Frequently Asked Questions

Applicant Eligibility

Who can apply to the Grants for Creative Individuals?
To apply for this grant, you must be an artist, culture bearer, or creative practitioner active in any artistic discipline or cultural tradition.  Applicants must be 18 years or older. Applicants must be full-year residents of Massachusetts in the calendar year you apply as well the calendar year the grants are awarded. (This means you maintain your “legal residence” in Massachusetts, and you meet the definition of a “full-year resident”. Both terms are defined in the Massachusetts tax code. You must provide a physical address in your application.)

I’m a full-time student. Can I apply?
Unfortunately, we cannot accept applications from individuals currently enrolled full-time at a college or university in 1. an undergraduate program or 2. graduate program in the arts.

Can I apply as a collaborative team?
No, applicants need to apply individually to the Grants for Creative Individuals. If both members of the collaborative team meet the Eligibility requirements, both can apply. If the submitted work samples were created collaboratively, make sure to note that in the Work Sample Description, and be clear about what was your contribution to creating the work.

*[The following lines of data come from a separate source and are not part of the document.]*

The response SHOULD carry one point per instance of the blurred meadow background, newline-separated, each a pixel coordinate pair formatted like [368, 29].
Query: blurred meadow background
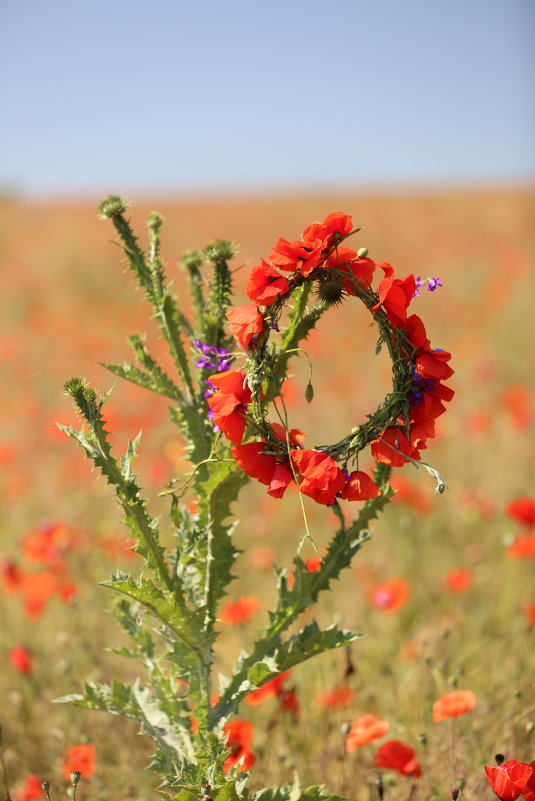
[247, 123]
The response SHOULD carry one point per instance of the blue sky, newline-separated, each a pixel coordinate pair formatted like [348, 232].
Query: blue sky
[173, 96]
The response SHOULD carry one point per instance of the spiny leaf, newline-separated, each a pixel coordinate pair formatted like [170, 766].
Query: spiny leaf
[170, 610]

How do you define “artist/creative practitioner”?
We define “artist/creative practitioner” as an individual working in arts, crafts, dance, design, digital media, film/video, world arts, literature, music, performance, photography, theater, and visual arts. Examples include but are not limited to actors, street artists, drag artists, DJs, theater designers and directors, puppeteers, comedians, choreographers, dancers, filmmakers/videographers, musicians, composers, conductors, creative writers of all genres and formats, muralists/public artists, and community-based artists and visual artists of all kinds. If you have any questions about whether your work is eligible for this grant, contact us.

How do you define “culture bearer or traditional artist”?
We define “culture bearer or traditional artist” as an individual whose creative/artistic practice is reflective of the cultural heritage of a community. Most often, a culture bearer/traditional artist is trained for years by mentor artists or community elders and carries a commitment to sustaining a living tradition. Their tradition and cultural heritage is apparent in both their training and in the work itself, with culturally-specific materials, forms, styles, and/or expression. Examples include Uyghur calligraphy, Irish uilleann pipes, Puerto Rican Bomba and Plena, Dominican Carnival traditions, and North Indian classical dance. Culture bearers or traditional artists may have previously applied for our Traditional Arts Apprenticeships or the Artist Fellowships in Traditional Arts. You can get a strong sense of the work of culture bearers and traditional artists by watching some of the videos in the Keepers of Tradition playlist on Mass Cultural Council’s YouTube channel.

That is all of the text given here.